Received 2 October 2015; Revised 5 December 2015; Accepted 20 December 2015

Academic Editor: Rickson C. Mesquita

Copyright © 2016 Yves Bérubé-Lauzière et al. This is an open access article distributed under the Creative Commons Attribution License, which permits unrestricted use, distribution, and reproduction in any medium, provided the original work is properly cited.

Abstract

This paper discusses instrumentation based on multiview parallel high temporal resolution (<50 ps) time-domain (TD) measurements for diffuse optical tomography (DOT) and a prospective view on the steps to undertake as regards such instrumentation to make TD-DOT a viable technology for small animal molecular imaging.
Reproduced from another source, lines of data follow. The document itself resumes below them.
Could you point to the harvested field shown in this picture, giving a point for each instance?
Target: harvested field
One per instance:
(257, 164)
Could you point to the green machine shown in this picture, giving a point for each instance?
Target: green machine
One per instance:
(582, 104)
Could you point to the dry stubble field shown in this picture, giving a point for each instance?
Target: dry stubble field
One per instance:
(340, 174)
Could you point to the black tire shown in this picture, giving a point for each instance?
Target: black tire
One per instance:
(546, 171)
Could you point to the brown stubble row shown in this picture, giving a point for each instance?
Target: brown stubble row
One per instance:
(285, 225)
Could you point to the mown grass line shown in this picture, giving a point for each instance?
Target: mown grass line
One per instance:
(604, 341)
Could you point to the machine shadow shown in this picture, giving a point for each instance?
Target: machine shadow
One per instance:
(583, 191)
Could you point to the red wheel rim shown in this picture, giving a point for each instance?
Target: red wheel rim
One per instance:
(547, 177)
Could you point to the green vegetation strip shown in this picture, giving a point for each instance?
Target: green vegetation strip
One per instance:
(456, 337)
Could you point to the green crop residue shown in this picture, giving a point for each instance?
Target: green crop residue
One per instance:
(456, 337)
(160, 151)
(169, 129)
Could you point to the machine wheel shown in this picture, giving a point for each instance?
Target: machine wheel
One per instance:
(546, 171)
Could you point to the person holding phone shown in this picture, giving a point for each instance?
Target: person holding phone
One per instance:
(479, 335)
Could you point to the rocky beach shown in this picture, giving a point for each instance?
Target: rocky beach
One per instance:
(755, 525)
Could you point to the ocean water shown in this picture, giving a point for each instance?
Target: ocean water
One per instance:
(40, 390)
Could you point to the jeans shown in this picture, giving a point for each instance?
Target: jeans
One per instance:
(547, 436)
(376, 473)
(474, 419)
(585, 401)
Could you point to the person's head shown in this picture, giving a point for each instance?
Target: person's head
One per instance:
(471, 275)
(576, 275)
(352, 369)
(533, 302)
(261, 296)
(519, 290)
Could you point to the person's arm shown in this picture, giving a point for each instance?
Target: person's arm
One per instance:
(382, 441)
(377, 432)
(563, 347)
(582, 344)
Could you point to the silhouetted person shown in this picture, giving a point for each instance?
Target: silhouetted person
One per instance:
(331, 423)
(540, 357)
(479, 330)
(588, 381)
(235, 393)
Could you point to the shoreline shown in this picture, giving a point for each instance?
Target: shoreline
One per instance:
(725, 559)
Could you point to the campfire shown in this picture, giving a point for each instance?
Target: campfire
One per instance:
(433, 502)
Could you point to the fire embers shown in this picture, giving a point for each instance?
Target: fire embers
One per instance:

TD measurements provide information-richest data, and we briefly review the interaction of light with biological tissues to provide an understanding of this. This data richness is yet to be exploited to its full potential to increase the spatial resolution of DOT imaging and to allow probing, via the fluorescence lifetime, tissue biochemical parameters, and processes that are otherwise not accessible in fluorescence DOT. TD data acquisition time is, however, the main factor that currently compromises the viability of TD-DOT. Current high temporal resolution TD-DOT scanners simply do not integrate sufficient detection channels. Based on our past experience in developing TD-DOT instrumentation, we review and discuss promising technologies to overcome this difficulty. These are single photon avalanche diode (SPAD) detectors and fully parallel highly integrated electronics for time-correlated single photon counting (TCSPC). We present experimental results obtained with such technologies demonstrating the feasibility of next-generation multiview TD-DOT therewith.